To register the GitHub runner, we are using the scripts from Automate Configuring Self-Hosted Runners. To register a runner, this script is embedded within the EC2 UserData and to de-register a runner, this script is used within the custom action itself.
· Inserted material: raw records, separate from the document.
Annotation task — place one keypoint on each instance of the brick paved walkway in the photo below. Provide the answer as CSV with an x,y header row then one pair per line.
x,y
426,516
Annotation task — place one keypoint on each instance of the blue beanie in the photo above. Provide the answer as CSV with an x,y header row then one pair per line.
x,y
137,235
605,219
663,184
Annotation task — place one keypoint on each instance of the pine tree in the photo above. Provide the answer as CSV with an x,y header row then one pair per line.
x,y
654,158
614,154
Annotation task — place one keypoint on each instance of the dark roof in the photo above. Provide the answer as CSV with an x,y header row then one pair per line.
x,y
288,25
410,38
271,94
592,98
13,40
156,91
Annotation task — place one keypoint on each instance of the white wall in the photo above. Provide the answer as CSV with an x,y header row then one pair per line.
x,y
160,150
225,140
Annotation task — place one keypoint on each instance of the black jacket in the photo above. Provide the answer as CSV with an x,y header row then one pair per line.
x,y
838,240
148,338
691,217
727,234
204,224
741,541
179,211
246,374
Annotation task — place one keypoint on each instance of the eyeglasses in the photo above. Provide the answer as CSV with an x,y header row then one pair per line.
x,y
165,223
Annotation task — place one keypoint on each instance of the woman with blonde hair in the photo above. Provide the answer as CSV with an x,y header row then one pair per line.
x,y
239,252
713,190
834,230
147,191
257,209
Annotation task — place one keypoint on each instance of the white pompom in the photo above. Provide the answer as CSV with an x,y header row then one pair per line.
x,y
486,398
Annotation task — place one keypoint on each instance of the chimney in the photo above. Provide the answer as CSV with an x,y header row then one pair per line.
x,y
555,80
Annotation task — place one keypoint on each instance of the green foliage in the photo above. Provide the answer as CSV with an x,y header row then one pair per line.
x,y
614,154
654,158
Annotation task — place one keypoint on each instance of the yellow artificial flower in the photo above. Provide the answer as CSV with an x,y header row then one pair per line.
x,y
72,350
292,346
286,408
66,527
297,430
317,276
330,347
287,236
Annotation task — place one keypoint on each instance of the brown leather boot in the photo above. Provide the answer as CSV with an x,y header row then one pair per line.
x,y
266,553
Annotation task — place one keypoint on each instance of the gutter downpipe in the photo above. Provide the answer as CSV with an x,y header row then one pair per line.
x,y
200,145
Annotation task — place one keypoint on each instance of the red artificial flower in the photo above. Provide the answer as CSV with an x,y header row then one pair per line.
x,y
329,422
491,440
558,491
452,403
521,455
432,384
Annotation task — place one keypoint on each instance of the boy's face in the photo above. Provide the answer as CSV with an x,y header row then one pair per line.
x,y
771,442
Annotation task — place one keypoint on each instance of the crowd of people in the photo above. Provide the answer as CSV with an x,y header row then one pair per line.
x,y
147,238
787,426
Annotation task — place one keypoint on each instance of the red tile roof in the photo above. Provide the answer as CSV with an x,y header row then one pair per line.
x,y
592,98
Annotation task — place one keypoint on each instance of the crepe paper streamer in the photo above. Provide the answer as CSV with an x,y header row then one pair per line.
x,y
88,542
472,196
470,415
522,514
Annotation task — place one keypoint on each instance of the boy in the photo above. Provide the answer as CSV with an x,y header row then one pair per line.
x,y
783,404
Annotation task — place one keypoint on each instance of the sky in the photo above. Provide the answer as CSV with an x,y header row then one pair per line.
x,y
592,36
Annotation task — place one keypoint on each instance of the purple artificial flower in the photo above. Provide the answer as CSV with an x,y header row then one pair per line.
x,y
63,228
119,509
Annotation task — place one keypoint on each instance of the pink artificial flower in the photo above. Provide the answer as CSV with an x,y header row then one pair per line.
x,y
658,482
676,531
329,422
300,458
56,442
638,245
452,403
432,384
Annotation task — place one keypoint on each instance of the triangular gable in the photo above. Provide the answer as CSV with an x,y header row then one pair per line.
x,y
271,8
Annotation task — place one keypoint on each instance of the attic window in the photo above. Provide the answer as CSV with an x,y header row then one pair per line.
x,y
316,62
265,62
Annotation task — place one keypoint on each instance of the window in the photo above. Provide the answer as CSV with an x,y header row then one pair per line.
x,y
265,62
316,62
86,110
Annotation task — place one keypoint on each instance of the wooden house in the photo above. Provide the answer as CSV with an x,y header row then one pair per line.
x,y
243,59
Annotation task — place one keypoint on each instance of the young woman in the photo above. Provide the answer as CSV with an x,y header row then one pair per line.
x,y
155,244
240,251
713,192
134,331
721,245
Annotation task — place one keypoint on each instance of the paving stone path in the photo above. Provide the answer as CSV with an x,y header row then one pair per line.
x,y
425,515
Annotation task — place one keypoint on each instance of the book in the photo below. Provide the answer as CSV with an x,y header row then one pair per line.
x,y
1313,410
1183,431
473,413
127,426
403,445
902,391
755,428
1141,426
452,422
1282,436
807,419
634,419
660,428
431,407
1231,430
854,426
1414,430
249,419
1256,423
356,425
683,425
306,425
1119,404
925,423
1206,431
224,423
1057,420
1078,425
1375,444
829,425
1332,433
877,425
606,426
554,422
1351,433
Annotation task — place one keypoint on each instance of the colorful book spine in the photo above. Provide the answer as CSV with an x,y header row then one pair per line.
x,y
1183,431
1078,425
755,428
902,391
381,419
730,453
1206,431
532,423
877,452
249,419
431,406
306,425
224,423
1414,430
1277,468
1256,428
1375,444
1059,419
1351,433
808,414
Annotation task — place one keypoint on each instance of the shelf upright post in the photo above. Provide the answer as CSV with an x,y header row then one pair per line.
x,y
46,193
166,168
In order for this to work, you will need a PAT (Personal Access Token) from a GitHub account that has an Admin privilege on the GitHub repository. To make it clear, we have designed the custom action in a way that it will register the runner to the repository instead of the organization — this gives us some auditability and visibility when it’s needed.

Future work

We are continuously improving the custom action to make it work seamlessly in squads’ CI/CD pipeline in GitHub Actions.

There are a few different ongoing efforts right now such as how to make this custom action work with matrix strategy and how to compute the capacity automatically instead of hardcoding in the action’s input.

For time being, this solution works for us and helps us with the migration. We will revisit this solution again sometime in the future to re-evaluate the design. We are excited to see what the future holds for us!